Hommage à Albert Memmi

 

Albert Memmi

Albert Memmi est décédé dans la nuit du jeudi au vendredi 22 mai.

C’était un écrivain, c’était un sociologue, c’était un philosophe, c’était un humaniste .

Albert Memmi avait compris très tôt qu’il était important d’expliquer la nature de l’homme dans le contexte social où il évoluait avec l’idée extraordinaire que tout un chacun pouvait se restructurer , réinventer sa vie tout en continuant à se battre pour ses idées.

L’homme qui écrivait la Statue de sel et Agar essayait de sortir d’un univers qu’il chérissait mais en même temps qu’il voulait dépasser.

Son engagement contre toute espèce de violence contre l’humain ,dans son livre le Portrait du colonisé , préfacé par Jean Paul Sartre , était exemplaire dans la description socio historique de ce dramatique moment de l’histoire humaine.

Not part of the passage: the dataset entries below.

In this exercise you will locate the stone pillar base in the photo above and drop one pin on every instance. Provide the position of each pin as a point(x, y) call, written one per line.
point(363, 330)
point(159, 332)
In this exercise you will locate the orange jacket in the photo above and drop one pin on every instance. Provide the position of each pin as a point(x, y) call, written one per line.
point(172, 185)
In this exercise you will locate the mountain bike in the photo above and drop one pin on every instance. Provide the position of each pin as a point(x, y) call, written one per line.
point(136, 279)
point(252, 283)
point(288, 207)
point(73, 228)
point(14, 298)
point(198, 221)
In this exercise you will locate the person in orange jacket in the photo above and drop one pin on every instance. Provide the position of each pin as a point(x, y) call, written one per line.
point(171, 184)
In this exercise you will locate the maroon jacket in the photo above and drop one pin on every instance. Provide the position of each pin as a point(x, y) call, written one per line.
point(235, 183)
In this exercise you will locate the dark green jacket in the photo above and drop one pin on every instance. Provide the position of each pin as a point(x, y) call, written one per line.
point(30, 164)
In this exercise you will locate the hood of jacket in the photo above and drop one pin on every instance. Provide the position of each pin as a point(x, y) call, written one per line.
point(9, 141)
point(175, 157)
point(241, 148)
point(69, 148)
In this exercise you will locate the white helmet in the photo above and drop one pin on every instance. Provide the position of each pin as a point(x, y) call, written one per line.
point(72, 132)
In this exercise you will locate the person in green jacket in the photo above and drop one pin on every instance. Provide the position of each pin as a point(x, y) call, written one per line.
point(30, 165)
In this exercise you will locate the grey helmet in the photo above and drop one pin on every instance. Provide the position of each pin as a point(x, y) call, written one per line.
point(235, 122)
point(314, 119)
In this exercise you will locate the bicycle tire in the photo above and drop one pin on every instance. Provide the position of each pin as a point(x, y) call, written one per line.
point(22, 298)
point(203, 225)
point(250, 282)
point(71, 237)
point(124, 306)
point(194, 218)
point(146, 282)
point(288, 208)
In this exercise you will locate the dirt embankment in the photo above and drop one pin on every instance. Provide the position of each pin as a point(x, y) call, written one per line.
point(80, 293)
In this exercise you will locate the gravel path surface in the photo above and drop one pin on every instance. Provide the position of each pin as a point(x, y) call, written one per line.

Il ne s’est cependant pas limité à parler de lui-même et de son histoire personnelle comme un exemple de résilience, il a également essayé de décrire très finement les mécanismes de l’oppression qu’elles soient coloniales ou autres , tout en expliquant par la même, qu’il fallait aussi se sortir du piège, du trauma, du ressentiment pour pouvoir se reconstruire, se réinventer.

C’était également un homme que la psychologie intéressait beaucoup et son travail autour de la dépendance est un bel exemple de l’importance de l’impact des déterminants sociaux sur la personnalité du sujet. Il ne psychiatrisait pas la problématique, il en décrivait la complexité de ce qui rend le sujet dépendant.

Évidemment on ne peut oublier le travail immense contre le racisme et son livre ,véritablement ,va jusqu’au fond du sujet et montre combien la stigmatisation et la recherche de bouc émissaire est un drame social, psychologique et philosophique.

C’était une écrivain dont l’élan vital était puissant. Il s’intéressait à tout ce qui rend l’humain fragile.

Il interrogeait l’avenir, il interrogeait le présent, il tenait à prendre pour témoin le passé ,mais pas seulement pour une auto réflexion, mais pour partager ses anxiétés avec l’autre. Il restera dans notre mémoire comme un humaniste courageux, optimiste sans excès, avec toujours en arrière-plan une dimension altruiste dans l’approche phénoménologique du sujet.

Nous n’oublierons pas ni l’homme ni son œuvre immense .Il aura su interpeler tout un chacun d’entre nous, autant les chercheurs que les cliniciens sur la dimension socio culturelle dans la construction de soi et du respect de l’autre.

Tous les membres de l’Association Française de Psychiatrie Sociale se joignent à moi pour présenter nos sincères condoléances à sa famille et à tous ses proches.